Droit foncier urbain : les solutions de Me Boubacar Sow

Cet ouvrage de 300 pages, 403 notes de bas de page et 15 pages de bibliographie consacrées à la problématique du foncier urbain malien, publié par les éditions Grandvaux, fait l’état des lieux du système foncier qui est inadapté.

Le notaire Maître Boubacar Sow a présenté, samedi 15 octobre, au Parc National de Bamako son livre intitulé «Droits Fonciers Urbains au Mali » : De son évolution à sa réforme, propositions pour une meilleure sécurisation des transactions foncières. La cérémonie s’est déroulée en présence du médiateur de la République Baba Akhib Haïdara, du ministre des Domaines de l’État et des Affaires Foncières, Mohamed Ali Bathily, et d’autres personnalités de marque.

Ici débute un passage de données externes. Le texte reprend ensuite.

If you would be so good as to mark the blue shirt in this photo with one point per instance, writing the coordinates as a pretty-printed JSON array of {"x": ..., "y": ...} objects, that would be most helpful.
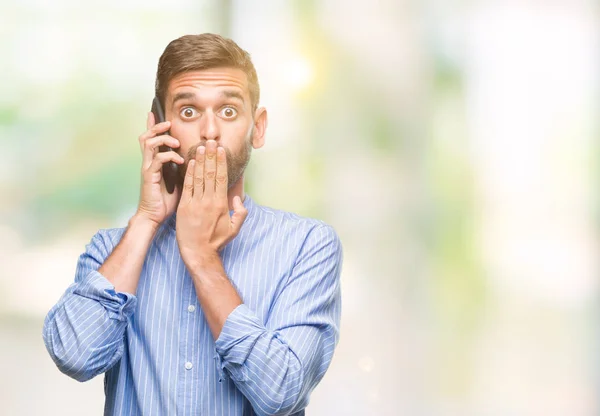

Cet ouvrage est un essai magistral sur la problématique de la sécurité juridique des transactions foncières et immobilières en milieu urbain au Mali.

L’auteur met à nu l’inadaptation de la législation incapable d’appréhender les enjeux vitaux de cette sécurité. « J’ai mené cette réflexion, parce que, le foncier est en crise et la paix sociale est aujourd’hui compromise » a indiqué l’auteur, qui estime que la question reste un sujet brûlant. « Le livre fait l’état des lieux d’un système foncier qui est inadapté, donc il faudrait le refondé » estime-t-il. Pour Me Sow, cette refondation consiste à proposer des nouvelles solutions juridiques, qui visent à moderniser notre arsenal juridique en la matière. Et cela se traduit, selon lui, par la levée des vieilles entraves juridiques qui sont handicapantes.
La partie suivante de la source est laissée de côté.